You need to look at the distribution of returns for your asset class for the time period you are trading. You should become familiar with the mean-scaling laws for returns. If you assume that the returns are normally distributed, then you should have a guide in terms of what the movement should be +/- one standard deviation.
Let me give you an example. If the average return is 5% on a 60min bar, +/- 2% [at one standard deviation], you have returns between 3% and 7%, 68% of the time. So if you are holding that stock on a short term trade past what its historical behavior has been hoping for a 9%, you need a good reason. These returns will also scale depending on the time bar you use.

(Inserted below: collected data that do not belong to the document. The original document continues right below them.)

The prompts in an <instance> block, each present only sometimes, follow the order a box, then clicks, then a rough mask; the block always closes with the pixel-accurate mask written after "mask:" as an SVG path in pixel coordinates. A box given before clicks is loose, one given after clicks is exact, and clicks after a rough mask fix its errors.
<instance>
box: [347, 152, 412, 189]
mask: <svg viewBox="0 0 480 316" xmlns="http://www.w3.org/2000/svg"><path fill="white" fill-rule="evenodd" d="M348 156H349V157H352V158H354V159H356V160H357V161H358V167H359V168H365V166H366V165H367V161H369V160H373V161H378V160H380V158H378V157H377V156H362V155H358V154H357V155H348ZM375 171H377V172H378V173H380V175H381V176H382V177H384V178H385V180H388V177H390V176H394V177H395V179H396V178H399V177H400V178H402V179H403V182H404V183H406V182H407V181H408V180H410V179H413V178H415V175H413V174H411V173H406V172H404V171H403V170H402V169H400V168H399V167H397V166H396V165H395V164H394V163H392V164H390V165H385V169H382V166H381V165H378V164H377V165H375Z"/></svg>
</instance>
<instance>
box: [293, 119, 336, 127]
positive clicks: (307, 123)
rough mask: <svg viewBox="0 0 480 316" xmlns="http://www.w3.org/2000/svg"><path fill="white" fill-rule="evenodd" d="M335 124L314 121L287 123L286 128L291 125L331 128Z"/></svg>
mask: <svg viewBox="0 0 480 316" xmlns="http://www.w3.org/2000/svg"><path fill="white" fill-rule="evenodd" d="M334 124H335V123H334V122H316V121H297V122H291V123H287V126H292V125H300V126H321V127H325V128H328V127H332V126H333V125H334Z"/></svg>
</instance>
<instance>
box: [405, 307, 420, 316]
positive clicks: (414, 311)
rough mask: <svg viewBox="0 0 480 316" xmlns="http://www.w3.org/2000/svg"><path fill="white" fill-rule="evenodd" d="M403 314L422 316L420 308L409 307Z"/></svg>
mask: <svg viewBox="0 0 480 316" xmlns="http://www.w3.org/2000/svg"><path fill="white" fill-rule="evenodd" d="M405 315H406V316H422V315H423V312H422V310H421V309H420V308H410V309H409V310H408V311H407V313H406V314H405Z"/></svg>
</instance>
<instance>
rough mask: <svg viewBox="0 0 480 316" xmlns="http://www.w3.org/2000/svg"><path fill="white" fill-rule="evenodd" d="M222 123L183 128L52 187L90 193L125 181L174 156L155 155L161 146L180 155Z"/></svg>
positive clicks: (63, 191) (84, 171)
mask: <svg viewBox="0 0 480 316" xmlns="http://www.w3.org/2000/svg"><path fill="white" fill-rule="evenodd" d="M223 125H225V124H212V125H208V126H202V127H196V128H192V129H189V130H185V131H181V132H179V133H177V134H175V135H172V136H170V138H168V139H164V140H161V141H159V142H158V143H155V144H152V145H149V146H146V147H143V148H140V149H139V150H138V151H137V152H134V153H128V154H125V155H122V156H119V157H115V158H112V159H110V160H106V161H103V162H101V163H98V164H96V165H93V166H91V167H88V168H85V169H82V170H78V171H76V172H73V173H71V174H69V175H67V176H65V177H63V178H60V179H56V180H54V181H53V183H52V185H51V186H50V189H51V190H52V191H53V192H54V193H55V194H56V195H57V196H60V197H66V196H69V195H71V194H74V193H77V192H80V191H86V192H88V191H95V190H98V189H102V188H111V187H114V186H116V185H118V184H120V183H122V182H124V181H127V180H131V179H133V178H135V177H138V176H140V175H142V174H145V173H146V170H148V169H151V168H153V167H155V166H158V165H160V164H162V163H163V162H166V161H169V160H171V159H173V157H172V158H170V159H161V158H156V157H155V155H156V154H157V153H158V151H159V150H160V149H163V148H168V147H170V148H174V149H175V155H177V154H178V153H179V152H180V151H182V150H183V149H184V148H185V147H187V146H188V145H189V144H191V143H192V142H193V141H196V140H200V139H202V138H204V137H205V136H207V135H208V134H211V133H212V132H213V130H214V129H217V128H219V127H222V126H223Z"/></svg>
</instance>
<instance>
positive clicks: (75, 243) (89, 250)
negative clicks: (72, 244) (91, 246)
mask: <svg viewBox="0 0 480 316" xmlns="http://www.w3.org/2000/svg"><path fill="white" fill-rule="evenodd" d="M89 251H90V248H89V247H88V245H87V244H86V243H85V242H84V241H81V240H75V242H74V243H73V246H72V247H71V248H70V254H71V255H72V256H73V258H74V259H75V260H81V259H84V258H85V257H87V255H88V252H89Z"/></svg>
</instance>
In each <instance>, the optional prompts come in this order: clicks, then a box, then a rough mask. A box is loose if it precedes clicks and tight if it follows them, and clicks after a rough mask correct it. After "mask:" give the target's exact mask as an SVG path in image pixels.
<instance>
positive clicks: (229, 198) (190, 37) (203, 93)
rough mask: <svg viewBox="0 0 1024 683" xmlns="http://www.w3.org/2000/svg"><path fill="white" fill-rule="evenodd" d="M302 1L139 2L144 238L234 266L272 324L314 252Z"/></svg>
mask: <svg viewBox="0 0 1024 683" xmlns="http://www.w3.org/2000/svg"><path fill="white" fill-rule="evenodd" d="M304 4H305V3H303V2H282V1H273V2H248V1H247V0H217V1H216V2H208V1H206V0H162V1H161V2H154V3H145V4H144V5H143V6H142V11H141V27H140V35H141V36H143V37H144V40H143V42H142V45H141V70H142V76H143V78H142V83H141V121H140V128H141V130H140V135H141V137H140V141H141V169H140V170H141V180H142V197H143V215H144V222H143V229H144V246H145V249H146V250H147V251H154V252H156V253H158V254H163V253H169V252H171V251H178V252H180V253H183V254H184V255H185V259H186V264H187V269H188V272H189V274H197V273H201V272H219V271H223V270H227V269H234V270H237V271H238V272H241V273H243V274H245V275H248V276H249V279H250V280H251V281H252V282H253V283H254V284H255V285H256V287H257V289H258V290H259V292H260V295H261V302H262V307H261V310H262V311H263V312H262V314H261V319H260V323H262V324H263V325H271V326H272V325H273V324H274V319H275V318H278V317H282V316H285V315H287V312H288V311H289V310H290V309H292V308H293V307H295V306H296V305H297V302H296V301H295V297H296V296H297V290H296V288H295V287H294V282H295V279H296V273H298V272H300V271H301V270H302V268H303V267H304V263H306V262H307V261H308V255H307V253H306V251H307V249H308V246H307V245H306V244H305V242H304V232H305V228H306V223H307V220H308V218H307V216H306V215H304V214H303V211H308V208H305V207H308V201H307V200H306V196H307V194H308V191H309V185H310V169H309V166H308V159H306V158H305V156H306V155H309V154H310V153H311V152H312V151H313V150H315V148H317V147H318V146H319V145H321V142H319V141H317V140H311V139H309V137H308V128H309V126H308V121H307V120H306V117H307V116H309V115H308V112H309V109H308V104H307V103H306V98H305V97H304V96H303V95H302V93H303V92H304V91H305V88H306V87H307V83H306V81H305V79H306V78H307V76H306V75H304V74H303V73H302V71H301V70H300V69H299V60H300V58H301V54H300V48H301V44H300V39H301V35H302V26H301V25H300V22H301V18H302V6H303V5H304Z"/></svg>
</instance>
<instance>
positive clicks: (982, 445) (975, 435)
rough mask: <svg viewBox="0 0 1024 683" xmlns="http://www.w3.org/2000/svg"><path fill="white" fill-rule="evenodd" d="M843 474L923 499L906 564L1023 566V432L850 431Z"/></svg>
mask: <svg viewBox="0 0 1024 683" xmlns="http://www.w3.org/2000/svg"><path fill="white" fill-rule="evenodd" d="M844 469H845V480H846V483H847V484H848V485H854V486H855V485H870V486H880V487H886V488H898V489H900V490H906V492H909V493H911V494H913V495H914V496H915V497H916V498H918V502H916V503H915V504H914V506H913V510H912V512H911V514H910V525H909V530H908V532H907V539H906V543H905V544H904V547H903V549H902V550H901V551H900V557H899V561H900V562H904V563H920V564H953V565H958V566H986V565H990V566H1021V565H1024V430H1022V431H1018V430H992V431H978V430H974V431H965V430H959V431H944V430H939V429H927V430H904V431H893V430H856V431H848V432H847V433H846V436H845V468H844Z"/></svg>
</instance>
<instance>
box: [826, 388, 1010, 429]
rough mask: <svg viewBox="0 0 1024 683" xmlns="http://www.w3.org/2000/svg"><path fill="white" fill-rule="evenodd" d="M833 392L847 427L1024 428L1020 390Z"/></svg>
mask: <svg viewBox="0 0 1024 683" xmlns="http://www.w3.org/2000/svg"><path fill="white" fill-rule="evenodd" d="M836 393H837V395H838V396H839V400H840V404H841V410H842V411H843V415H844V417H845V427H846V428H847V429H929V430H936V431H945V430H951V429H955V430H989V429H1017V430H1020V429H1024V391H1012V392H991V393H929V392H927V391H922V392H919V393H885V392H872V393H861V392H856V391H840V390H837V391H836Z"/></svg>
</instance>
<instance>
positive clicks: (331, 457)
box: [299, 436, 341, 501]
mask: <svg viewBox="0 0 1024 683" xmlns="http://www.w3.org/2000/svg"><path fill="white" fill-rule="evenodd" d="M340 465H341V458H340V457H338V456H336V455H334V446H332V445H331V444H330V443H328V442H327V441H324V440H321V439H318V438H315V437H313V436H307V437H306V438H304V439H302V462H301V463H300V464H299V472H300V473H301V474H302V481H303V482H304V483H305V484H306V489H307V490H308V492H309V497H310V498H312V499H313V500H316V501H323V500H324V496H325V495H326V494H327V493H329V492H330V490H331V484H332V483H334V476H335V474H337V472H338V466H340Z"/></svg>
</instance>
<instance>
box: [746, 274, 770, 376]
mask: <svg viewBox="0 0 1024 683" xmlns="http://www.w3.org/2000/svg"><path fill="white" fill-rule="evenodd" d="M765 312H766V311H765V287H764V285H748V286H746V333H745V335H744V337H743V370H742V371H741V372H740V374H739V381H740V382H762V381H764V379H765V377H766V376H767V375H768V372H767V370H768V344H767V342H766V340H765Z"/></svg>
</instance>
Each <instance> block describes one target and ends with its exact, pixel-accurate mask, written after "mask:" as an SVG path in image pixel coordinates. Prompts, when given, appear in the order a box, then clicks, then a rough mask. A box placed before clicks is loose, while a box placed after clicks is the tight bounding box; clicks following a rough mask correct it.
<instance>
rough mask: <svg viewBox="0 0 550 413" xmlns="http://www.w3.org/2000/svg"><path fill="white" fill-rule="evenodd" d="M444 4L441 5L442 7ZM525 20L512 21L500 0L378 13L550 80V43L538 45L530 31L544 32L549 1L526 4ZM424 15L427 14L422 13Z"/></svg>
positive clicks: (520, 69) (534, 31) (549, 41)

I'm not saying this is a bullet-proof system, and you will kick yourself a few times when the stock moves, but let me just say that if you are trading RSI intraday and are holding, expecting a massive move of $5 in a 5 minute period when the stock rarely if ever moves that much, you're shooting yourself in the foot. You need to be armed mentally with the knowledge of how the stock moves to avoid holding a loser too long and not capping a winner soon enough. Having a mathematical picture will help you overcome these obstacles. Historical or windowed-historical distribution of price moves should be the first thing you have in your mind.
You should calculate what the average returns are over a basic, small time window. This will give you a general idea of what to expect while trading. Let me also state that when a stock is not trading in a +/- one sigma type range, you WILL know by the force and intensity of the move [it will usually be news driven.]
I'm telling you this because I used to pseudo-market make the same stocks every day. It took me 2 years to realize that the problems I had with letting my profits run and cutting my losses had a lot to do with this underlying mathematical description of how the stock actually moves.